15 Jan, 2013 12:14pm Graham Hope

Our deputy editor, Graham Hope, on why Volkswagen was the real star of the Detroit Motor Show

If volume dictated matters, the undisputed star of this year’s Detroit Motor Show was the new Chevrolet Corvette Stingray.

In front of a rapturous crowd of patriotic media, industry types and portly rednecks, the new-for-2013 C7 was unveiled in a building the size of Belgium beside one of the many post-apocalyptic areas of Detroit that skirt its city centre.

To these eyes it looked like more of the same, but they loved it and expressed their enthusiasm in that most American of ways – hollering and whooping and wanting to get their picture taken beside it. It was VERY Detroit.

But across town on the same evening was an event of more manageable proportions but of far greater relevance to us in the UK, and the industry as a whole.

The Volkswagen Group reception served as a celebration party of a record year in 2012. Startling figures were trotted out in a matter of fact style by the bosses of VW, Audi and Porsche and must have sounded very ominous indeed for other manufacturers.

9.1million sales worldwide in 2012 (behind only Toyota and GM). VW up 35 per cent in the US. Audi targeting 1.5million globally a year by 2015, up from 1.45m at present, and intending to overtake BMW as the biggest premium brand by 2020. Porsche sales up 18.7 per cent last year worldwide.

Once a bit-part player in the US, VW’s multi-billion dollar investment in North America is paying off handsomely. Yet another new factory opened this week – in Silao, Mexico – and the juggernaut shows no sign of slowing down.

Strategic targeting of the US market is making it stronger and stronger across the world. But amid all the fanfare, one question of mine VW CEO Martin Winterkorn didn’t want to answer directly was what all this meant for rivals.

In Europe, in particular, several makers are struggling badly as most of the VW Group brands go from strength from strength. Excess production and potential closure of factories are a real problem.

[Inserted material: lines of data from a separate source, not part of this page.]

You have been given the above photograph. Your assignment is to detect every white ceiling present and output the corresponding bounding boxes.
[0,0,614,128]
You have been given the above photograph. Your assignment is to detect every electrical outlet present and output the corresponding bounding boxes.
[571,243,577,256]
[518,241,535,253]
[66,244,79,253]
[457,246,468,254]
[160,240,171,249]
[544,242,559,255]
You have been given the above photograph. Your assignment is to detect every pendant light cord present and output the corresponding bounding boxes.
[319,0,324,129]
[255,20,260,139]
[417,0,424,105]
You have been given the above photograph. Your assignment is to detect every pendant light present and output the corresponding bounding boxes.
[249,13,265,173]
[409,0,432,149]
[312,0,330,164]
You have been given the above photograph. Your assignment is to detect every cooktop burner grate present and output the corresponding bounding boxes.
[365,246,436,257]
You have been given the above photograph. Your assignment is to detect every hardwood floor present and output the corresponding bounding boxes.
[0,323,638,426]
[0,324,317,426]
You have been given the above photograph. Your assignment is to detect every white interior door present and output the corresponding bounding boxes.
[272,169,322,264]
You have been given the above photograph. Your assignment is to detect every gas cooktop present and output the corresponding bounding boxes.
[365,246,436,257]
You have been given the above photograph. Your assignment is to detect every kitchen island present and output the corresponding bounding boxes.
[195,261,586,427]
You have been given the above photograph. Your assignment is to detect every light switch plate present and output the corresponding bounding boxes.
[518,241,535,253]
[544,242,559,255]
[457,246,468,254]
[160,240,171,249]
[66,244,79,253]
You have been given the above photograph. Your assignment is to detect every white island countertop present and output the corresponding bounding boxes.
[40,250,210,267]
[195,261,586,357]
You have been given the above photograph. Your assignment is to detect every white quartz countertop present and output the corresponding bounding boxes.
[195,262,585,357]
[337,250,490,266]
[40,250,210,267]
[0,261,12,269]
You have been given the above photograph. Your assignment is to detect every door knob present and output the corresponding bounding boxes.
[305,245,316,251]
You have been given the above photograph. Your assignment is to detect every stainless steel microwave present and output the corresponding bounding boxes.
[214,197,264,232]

But as his final statement of a triumphant night, Winterkorn deadpanned: “What competitors are doing with overcapacity I don’t know. But we are not cutting back.”

So it’s full steam ahead, then. On a night when America loudly hailed one of its own automotive heroes, I can’t help feeling that this - and not the Corvette’s coronation as king of Detroit 2013 - will be more significant in the long run.